A simple detector to predict letters from sign language using webcam.

Pre-words

This project is done in accomplishment of final project of PCD lecture in undergraduate programme in Computer Science of Universitas Gadjah Mada. PCD stands for Pengolahan Citra Digital in Bahasa Indonesia, which translated to Digital Image Processing (DIP) in English. This project use Convolutional Neural Network as a prediction model used to predict what letter the input image is, and use OpenCV library to open webcam and handle digital image processing techniques. The sign language used here is American Sign Language.

1. How to use

This project use command-line to run. All you need just webcam, Python 3, and some of libraries installed. Download this repo first.

Open command line
In the command line, change directory to where this repo is in.
If this repo is in C:\Users\Rimba\Downloads, to change the directory you can type cd C:\Users\Rimba\Downloads\Final-Project-PCD in command line.
Run main.py using Python command. You can type py main.py or python3 main.py in command line to run.
Wait the program until it finished importing library and loading model. Webcam window should appear after it finished.
Try one of sign language letter in amer_sign2.png file. Use your right hand, and place it in green box on the webcam window.
Press q button to capture. Predicted image and its result will appear in command line. Hold z button to exit. Make sure the webcam window is your active window while pressing these buttons.

2. Libraries required

NumPy. Image will be treated as 2D matrix with 3 layers (red, green, and blue). Numpy is most used library to handle this.
OpenCV for Python 3. Used for showing webcam and do some digital image processing (DIP) techniques.
Keras.

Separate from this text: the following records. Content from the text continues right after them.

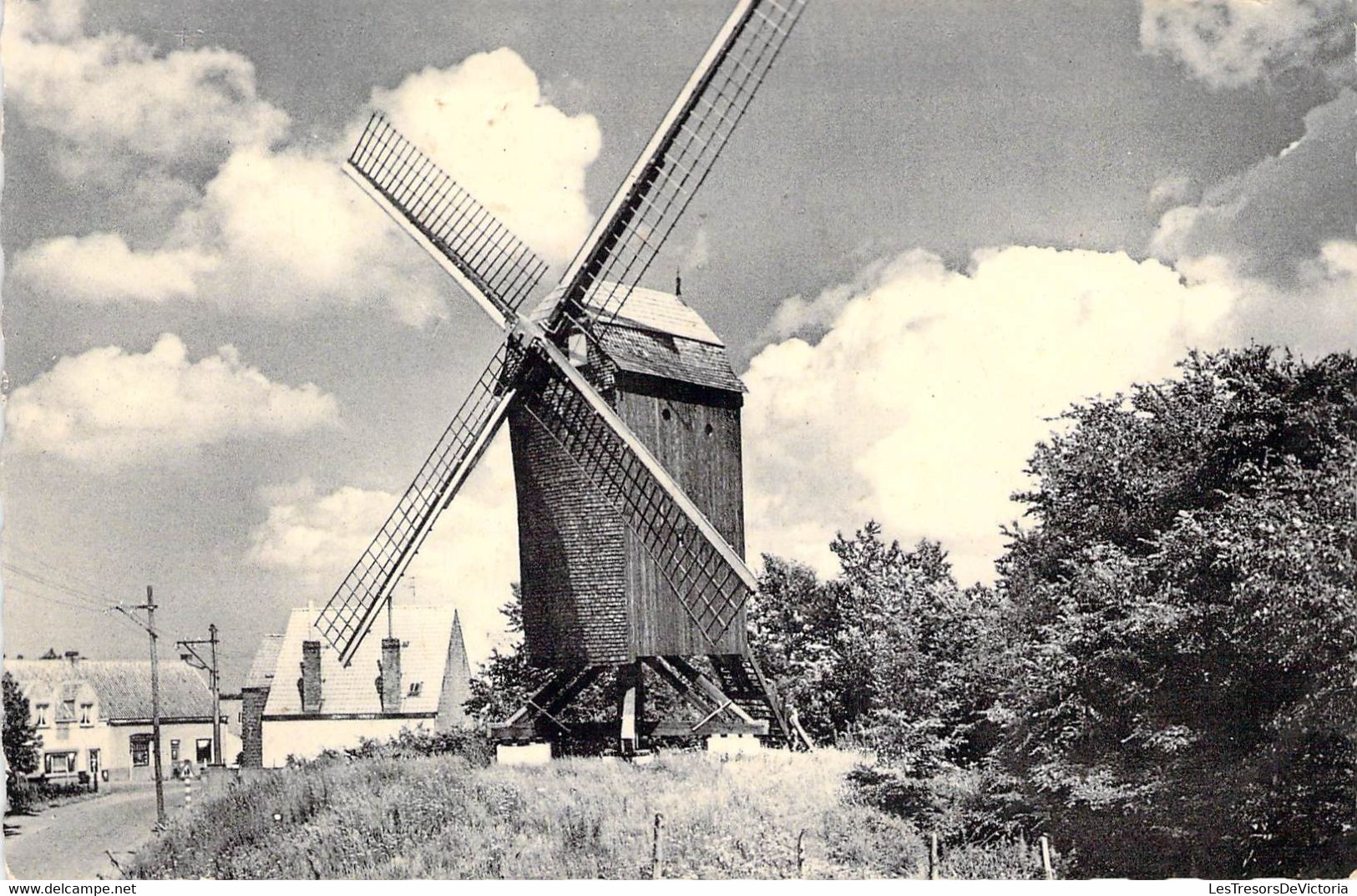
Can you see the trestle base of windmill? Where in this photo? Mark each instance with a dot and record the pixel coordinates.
(731, 702)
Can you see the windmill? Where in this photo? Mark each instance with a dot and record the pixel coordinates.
(625, 564)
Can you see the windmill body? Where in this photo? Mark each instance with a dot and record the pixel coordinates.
(625, 420)
(590, 591)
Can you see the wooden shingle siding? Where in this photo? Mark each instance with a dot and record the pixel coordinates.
(590, 591)
(707, 466)
(571, 555)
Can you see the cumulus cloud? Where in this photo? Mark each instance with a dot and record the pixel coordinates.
(102, 269)
(468, 561)
(1277, 232)
(489, 127)
(110, 408)
(1283, 208)
(256, 225)
(923, 401)
(1238, 43)
(110, 98)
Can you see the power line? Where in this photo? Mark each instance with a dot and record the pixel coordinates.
(64, 588)
(76, 580)
(50, 599)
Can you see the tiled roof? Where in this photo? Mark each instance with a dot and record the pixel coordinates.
(671, 357)
(425, 635)
(123, 686)
(265, 661)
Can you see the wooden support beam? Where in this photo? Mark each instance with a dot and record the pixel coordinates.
(709, 689)
(629, 705)
(544, 696)
(679, 683)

Used to load prediciton model and predict letter from image given.

Installing using conda is more recommended than using pip install for a reason. Type these commands to install the library.

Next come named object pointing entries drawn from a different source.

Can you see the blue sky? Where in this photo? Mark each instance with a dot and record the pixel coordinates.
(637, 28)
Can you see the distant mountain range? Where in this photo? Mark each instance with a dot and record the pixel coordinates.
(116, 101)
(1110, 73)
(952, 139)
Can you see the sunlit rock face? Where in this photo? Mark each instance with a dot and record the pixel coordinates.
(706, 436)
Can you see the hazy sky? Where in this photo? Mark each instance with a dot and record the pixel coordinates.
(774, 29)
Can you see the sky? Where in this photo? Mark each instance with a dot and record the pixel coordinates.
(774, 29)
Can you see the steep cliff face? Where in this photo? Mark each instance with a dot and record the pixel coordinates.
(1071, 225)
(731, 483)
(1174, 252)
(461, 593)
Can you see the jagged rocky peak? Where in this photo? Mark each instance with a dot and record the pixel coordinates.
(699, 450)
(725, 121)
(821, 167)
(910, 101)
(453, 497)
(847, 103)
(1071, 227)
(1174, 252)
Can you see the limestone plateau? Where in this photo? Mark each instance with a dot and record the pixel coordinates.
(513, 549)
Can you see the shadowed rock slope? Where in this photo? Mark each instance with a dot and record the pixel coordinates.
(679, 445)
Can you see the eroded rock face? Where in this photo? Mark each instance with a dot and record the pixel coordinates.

conda install -c anaconda numpy
conda install -c conda-forge opencv
conda install -c conda-forge keras

To import NumPy, OpenCV, or Keras, use import numpy, import cv2, or import keras respectively.

3. How it works

The program works as follows:

Importing library, loading model, and open the webcam with green box on the bottom left
Crop 224x224 pixel image in the box and use it as input image
If q is pressed, input image will go through these techniques consecutively:

Contrast stretching. This will stretch pixel intensity of the image to a range of [a, b]. By default, the value of a is 0 and b is 255 in this project.
Grayscaling. For each pixel of the image, its intensity replaced with mean of its R, G, and B intensity value.
Downsampling. The prediction model only accept 28x28 pixel of input image, then the input image should be resized (downsampled) using certain interpolation method. Default method used is linear interpolation.

The prediction model will predict what letter is the input image.
Else, if z is pressed, the program will closing webcam window and exit.

4. Features

Some of additional feature in this project beside predicting letters:

If you type py main.py mine in command line instead of only py main.py, every number of trials which multiple of 5, the webcam will capture the original image and save it to folder mined\big. It always save the downsampled input image (the 28x28 px grayscale image) in mined\small even if the command used is only py main.py. This mined image can be used for some purpose such as generate data training and test the model on big image containing some hands. Saved image has name format of DD-MM-YY HH-MM-SS.JPG.

5. Weaknesses

This project still have some sort of weaknesses that can be repaired soon:

Bad prediction performance if the background behind the hand is not bright/white. This is the biggest weakness in this project I think. The solution to handle this weakness is maybe do some background substracting technique.
Only good at predicting some letters even though if the background is bright. This project mostly successful in predicting C, F, L, O, V, W, and X. The letters A, B, E, I, K, M, N, P, Q, S, or U are so rarely predicted as correct. Letter J and Z can not be predicted since a person have to make a motion with their hand to sign it. The remaining letters have average correct prediction but not as good as the first seven letters. This weakness can be repaired by using different model.
DIP techniques used are just too few, and the ConvNet model is too vanilla. I use the kernel here to create the model. Supposed to use more advanced DIP techniques and neural network configurations.
Only predict when triggered by q button. It could predict in stream using sliding window technique only if the prediction model is good enough.